Lip comment- You seem to know the tank...Care to elaborate a bit then.......


----------



## Piranha_man (Jan 29, 2005)

Cool the way their faces are coming out of the darkness.


----------



## AKSkirmish (Jun 24, 2005)

Piranha_man said:


> Cool the way their faces are coming out of the darkness.


Appreciated.....I got some more to work on eventually as well...Need to figure out how to get some video off my damn cell phone as well...That one has me puzzled right now though....


----------



## Johnny_Zanni (Nov 8, 2009)

AKSkirmish said:


> cool shot....... your buddy did a hack job on that lip.......?


Lip comment- You seem to know the tank...Care to elaborate a bit then.......
[/quote]

Whats this supposed to mean????

The middle cariba has its bottom lip cut off...


----------



## Guest (Oct 28, 2010)

I could be wrong but I think Dump Truck was asking *IF* your friend cut the bottom lip of that fish.

and just from experience, not all fish showing teeth have had their lips cut off, injury or fighting can give the same affect!


----------



## Dolphinswin (Jun 26, 2010)

^^^ odds are it wouldnt be severe enough for it not to regrow... Thats a pretty even cut...


----------



## Johnny_Zanni (Nov 8, 2009)

I agree with dolphinswin.. Usually an injury would have 3-4 teeth showing and its in a bite mark.

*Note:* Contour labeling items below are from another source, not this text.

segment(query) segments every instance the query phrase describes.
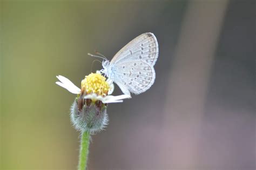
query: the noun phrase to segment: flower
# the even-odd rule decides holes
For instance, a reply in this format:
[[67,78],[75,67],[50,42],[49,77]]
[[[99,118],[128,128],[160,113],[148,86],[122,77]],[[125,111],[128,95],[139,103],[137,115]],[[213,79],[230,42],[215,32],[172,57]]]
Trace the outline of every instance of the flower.
[[110,82],[111,81],[106,81],[106,78],[98,73],[91,73],[85,76],[81,82],[81,89],[65,77],[57,76],[56,77],[60,81],[56,83],[57,85],[73,94],[85,94],[84,99],[91,99],[93,102],[100,100],[104,104],[120,103],[123,101],[122,99],[131,98],[130,95],[127,94],[117,96],[109,95],[113,91],[113,84]]
[[58,76],[56,84],[73,94],[77,94],[70,108],[70,118],[76,129],[91,134],[102,130],[107,124],[107,104],[123,102],[131,96],[110,95],[113,91],[113,81],[106,80],[100,73],[91,73],[82,80],[80,89],[66,78]]

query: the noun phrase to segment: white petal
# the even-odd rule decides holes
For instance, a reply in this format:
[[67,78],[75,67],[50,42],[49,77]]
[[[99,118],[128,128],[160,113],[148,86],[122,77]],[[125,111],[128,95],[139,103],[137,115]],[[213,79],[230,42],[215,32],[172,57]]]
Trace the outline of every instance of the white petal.
[[107,100],[107,101],[102,101],[103,103],[122,103],[123,101],[123,100]]
[[127,94],[123,94],[117,96],[107,96],[104,97],[103,100],[102,100],[102,102],[103,103],[120,103],[123,102],[123,100],[121,99],[129,99],[131,98],[131,96]]
[[129,95],[129,94],[122,94],[122,95],[117,96],[109,95],[105,97],[106,100],[118,100],[124,99],[130,99],[132,97],[131,97],[131,95]]
[[56,76],[56,77],[60,81],[60,82],[57,81],[56,83],[59,86],[66,89],[70,92],[73,94],[79,94],[80,93],[81,90],[80,89],[77,87],[77,86],[73,84],[71,81],[66,78],[62,76]]

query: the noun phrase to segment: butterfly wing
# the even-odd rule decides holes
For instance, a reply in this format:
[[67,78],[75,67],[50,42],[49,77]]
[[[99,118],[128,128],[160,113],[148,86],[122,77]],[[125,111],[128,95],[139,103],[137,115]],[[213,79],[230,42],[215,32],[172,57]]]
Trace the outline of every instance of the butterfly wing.
[[158,57],[158,44],[152,33],[145,33],[123,47],[114,55],[108,69],[113,80],[124,94],[138,94],[154,83],[153,66]]
[[110,62],[117,64],[127,60],[140,60],[152,66],[158,57],[158,43],[154,34],[144,33],[132,40],[114,55]]
[[115,65],[116,72],[114,81],[124,94],[130,92],[136,94],[150,88],[156,78],[152,65],[142,61],[129,61]]

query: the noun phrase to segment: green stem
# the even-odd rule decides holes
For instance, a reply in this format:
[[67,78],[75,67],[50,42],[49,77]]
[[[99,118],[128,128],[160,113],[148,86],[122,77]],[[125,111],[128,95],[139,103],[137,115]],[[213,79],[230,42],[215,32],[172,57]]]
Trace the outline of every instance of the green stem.
[[80,155],[79,158],[78,170],[86,170],[87,160],[89,153],[90,133],[82,132],[81,144],[80,145]]

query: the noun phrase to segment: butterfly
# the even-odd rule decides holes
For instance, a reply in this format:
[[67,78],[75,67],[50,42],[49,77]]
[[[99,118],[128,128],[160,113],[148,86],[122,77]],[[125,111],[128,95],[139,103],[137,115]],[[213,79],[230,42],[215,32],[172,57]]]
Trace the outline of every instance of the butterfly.
[[104,73],[125,94],[139,94],[151,87],[156,79],[154,65],[158,43],[152,33],[137,37],[120,50],[110,62],[102,63]]

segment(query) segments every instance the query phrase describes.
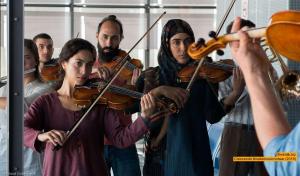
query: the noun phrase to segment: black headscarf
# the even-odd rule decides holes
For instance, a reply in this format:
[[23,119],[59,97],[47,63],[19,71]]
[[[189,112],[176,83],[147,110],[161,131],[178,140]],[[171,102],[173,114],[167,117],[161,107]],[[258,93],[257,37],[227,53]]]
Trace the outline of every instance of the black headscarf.
[[161,45],[158,52],[158,64],[160,67],[161,76],[167,85],[175,85],[177,72],[186,64],[179,64],[173,57],[170,50],[170,39],[178,33],[186,33],[195,41],[194,32],[191,26],[181,19],[169,20],[161,34]]

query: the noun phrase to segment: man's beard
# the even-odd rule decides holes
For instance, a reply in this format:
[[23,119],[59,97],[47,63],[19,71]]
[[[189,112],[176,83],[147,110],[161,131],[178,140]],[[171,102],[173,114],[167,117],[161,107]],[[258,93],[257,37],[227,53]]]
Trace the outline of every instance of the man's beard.
[[[99,42],[97,43],[97,48],[98,48],[98,57],[101,61],[104,62],[112,61],[112,59],[116,57],[119,52],[119,46],[117,46],[116,48],[113,48],[111,46],[102,48]],[[107,51],[104,52],[104,50],[108,50],[108,52]]]

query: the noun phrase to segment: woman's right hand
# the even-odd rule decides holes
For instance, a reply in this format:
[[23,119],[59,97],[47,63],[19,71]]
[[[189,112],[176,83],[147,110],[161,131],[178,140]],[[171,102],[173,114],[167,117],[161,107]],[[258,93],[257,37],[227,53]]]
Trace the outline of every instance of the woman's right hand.
[[66,138],[66,132],[51,130],[38,135],[37,139],[41,142],[51,142],[54,146],[63,145]]
[[159,86],[150,91],[155,97],[165,96],[173,100],[178,108],[183,108],[188,99],[188,91],[178,87]]

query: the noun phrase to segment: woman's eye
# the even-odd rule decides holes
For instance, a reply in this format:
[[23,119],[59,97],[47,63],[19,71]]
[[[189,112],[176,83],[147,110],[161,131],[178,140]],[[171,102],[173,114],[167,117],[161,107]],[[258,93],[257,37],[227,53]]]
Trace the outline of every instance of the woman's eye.
[[81,67],[82,66],[82,62],[76,62],[76,66]]

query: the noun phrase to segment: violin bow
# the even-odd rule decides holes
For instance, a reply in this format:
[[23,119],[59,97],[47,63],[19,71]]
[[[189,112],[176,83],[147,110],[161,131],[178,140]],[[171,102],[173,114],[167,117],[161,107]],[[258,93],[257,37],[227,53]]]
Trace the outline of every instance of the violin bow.
[[[235,2],[236,2],[236,0],[232,0],[232,1],[231,1],[230,5],[228,6],[228,8],[227,8],[227,10],[226,10],[225,15],[223,16],[223,18],[222,18],[222,20],[221,20],[221,22],[220,22],[220,24],[219,24],[219,26],[218,26],[218,28],[217,28],[217,31],[216,31],[216,32],[213,32],[213,31],[212,31],[212,32],[213,32],[214,38],[216,38],[216,37],[219,35],[219,33],[220,33],[220,31],[221,31],[221,29],[222,29],[222,27],[223,27],[223,25],[224,25],[226,19],[228,18],[228,15],[229,15],[229,13],[230,13],[230,11],[231,11],[231,9],[232,9],[232,7],[233,7],[233,5],[234,5]],[[186,88],[187,91],[189,91],[189,92],[191,91],[191,87],[192,87],[193,83],[194,83],[195,80],[196,80],[196,77],[197,77],[197,75],[198,75],[198,73],[199,73],[199,71],[200,71],[201,66],[203,65],[204,60],[205,60],[205,58],[202,58],[202,59],[199,61],[198,65],[197,65],[197,68],[196,68],[196,70],[195,70],[193,76],[191,77],[191,80],[190,80],[190,82],[189,82],[189,84],[188,84],[188,86],[187,86],[187,88]],[[213,90],[213,92],[214,92],[214,94],[216,94],[214,90]]]
[[[157,22],[166,14],[166,11],[164,11],[158,19],[150,26],[150,28],[144,33],[144,35],[133,45],[133,47],[127,52],[126,56],[122,58],[122,61],[125,60],[125,62],[122,63],[119,70],[115,73],[115,75],[107,82],[107,84],[104,86],[103,89],[100,90],[99,95],[97,98],[93,101],[93,103],[88,107],[88,109],[84,112],[84,114],[74,123],[74,125],[71,127],[70,130],[66,132],[66,138],[63,141],[63,145],[65,142],[71,137],[71,135],[74,133],[74,131],[78,128],[78,126],[81,124],[81,122],[87,117],[88,113],[92,110],[92,108],[97,104],[99,99],[102,97],[102,95],[108,90],[109,86],[112,84],[112,82],[117,78],[117,76],[121,73],[122,69],[125,68],[125,66],[129,63],[130,52],[142,41],[142,39],[150,32],[150,30],[157,24]],[[52,150],[57,151],[60,148],[63,147],[63,145],[57,144]]]

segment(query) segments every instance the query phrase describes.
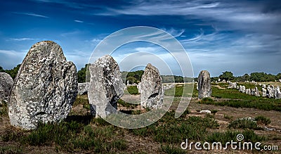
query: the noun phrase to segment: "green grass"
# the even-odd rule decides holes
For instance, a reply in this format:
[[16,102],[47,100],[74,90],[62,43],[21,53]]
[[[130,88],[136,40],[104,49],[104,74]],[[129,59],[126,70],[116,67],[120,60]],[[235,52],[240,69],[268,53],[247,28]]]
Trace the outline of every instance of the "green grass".
[[249,119],[237,119],[229,123],[228,128],[233,129],[251,129],[256,130],[262,129],[258,127],[256,121]]
[[138,93],[138,88],[136,87],[136,86],[127,86],[127,91],[128,91],[129,94],[130,94],[131,95],[138,95],[138,94],[140,94]]
[[254,119],[256,121],[256,122],[259,124],[263,124],[265,125],[268,125],[271,123],[270,119],[263,115],[256,116]]
[[185,113],[174,119],[174,111],[166,113],[159,121],[144,128],[130,130],[134,135],[152,136],[159,143],[181,143],[185,139],[200,141],[207,134],[207,129],[216,129],[219,125],[211,117],[188,117]]
[[164,92],[164,95],[169,96],[174,96],[175,97],[190,97],[191,96],[191,94],[192,93],[192,86],[194,86],[192,84],[185,84],[184,85],[177,84],[174,88],[166,89]]
[[199,103],[207,104],[207,105],[215,105],[220,106],[230,106],[233,108],[257,108],[263,110],[276,110],[281,111],[281,103],[270,101],[263,100],[228,100],[222,102],[218,101],[207,101],[201,102]]
[[0,153],[20,154],[24,153],[21,147],[14,146],[4,146],[0,147]]
[[40,124],[33,131],[6,132],[1,140],[26,146],[55,146],[58,150],[69,152],[112,153],[126,148],[126,141],[119,139],[122,134],[122,129],[96,118],[91,125],[75,121]]
[[267,140],[266,137],[256,134],[252,130],[244,130],[243,131],[227,130],[225,132],[215,131],[211,133],[207,136],[205,141],[209,143],[221,142],[223,145],[225,145],[226,142],[229,142],[231,140],[237,141],[236,136],[240,134],[244,136],[243,141],[256,143]]
[[[226,86],[227,84],[218,84]],[[263,110],[281,111],[281,99],[274,99],[247,95],[234,89],[220,89],[212,86],[211,96],[218,98],[228,98],[222,101],[214,101],[211,98],[203,98],[199,103],[230,106],[233,108],[253,108]]]
[[123,101],[121,98],[117,101],[117,103],[119,103],[119,104],[122,105],[122,106],[126,107],[127,108],[136,108],[136,106],[138,106],[138,104],[130,103]]
[[171,154],[185,154],[185,151],[183,149],[178,148],[178,146],[174,146],[172,145],[162,145],[161,150],[163,153],[171,153]]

Thats an even cut around the bottom lip with all the teeth showing...


----------



## DUMP TRUCK (Sep 8, 2010)

I had a red belly showing a lot of teeth and ppl on here said his was cut off....... but i know the main owner for 8 years would of not done that..... i dont know........sweet pic tho...


----------



## AKSkirmish (Jun 24, 2005)

Johnny_Zanni said:


> I had a red belly showing a lot of teeth and ppl on here said his was cut off....... but i know the main owner for 8 years would of not done that..... i dont know........sweet pic tho...


Guess I'm just a lip cutter.....

This place has turned to this?


----------



## Lifer374 (Dec 5, 2003)

Cool lighting in that shot AK.


----------



## AKSkirmish (Jun 24, 2005)

Lifer374 said:


> Cool lighting in that shot AK.


Thanks man.It's appreciated


----------



## His Majesty (Apr 5, 2005)

im digging this pic. three heads floating in the darkness and the teeth showing makes it even better


----------



## Johnny_Zanni (Nov 8, 2009)

You know AK you could have just said "No it is an injury from another fish"


----------



## AKSkirmish (Jun 24, 2005)

His Majesty said:


> You know AK you could have just said "No it is an injury from another fish"


You know one could make their own opinions instead of jumping on someone elses bandwagon(who doesn't have a clue to begin with)....To even think I could or would let anyone I know even come close to doing something like this is beyond ridiculous.

Just another reason why I choose to distance myself from this place.
How about you quit being a cheap ass and buy a nice monitor-Calibrate that sob and then open up the link and look at said pic and one could have seen that the fishes lip was attacked-It's not even close to an even cut.sh*t I can even tell that without opening up the link.....


----------



## fury (Nov 30, 2003)

> Pic Of My Friends Tank


where is the tank ? all i see is three piranha


----------



## AKSkirmish (Jun 24, 2005)

fury said:


> > Pic Of My Friends Tank
> 
> 
> where is the tank ? all i see is three piranha


The tank is in Anchorage AK









Acouple more for the haters









View attachment 197399

View attachment 197400

View attachment 197401


----------



## Dolphinswin (Jun 26, 2010)

I guess ill take your word for it but still looks fishy.


----------



## AKSkirmish (Jun 24, 2005)

Dolphinswin said:


> I guess ill take your word for it but still looks fishy.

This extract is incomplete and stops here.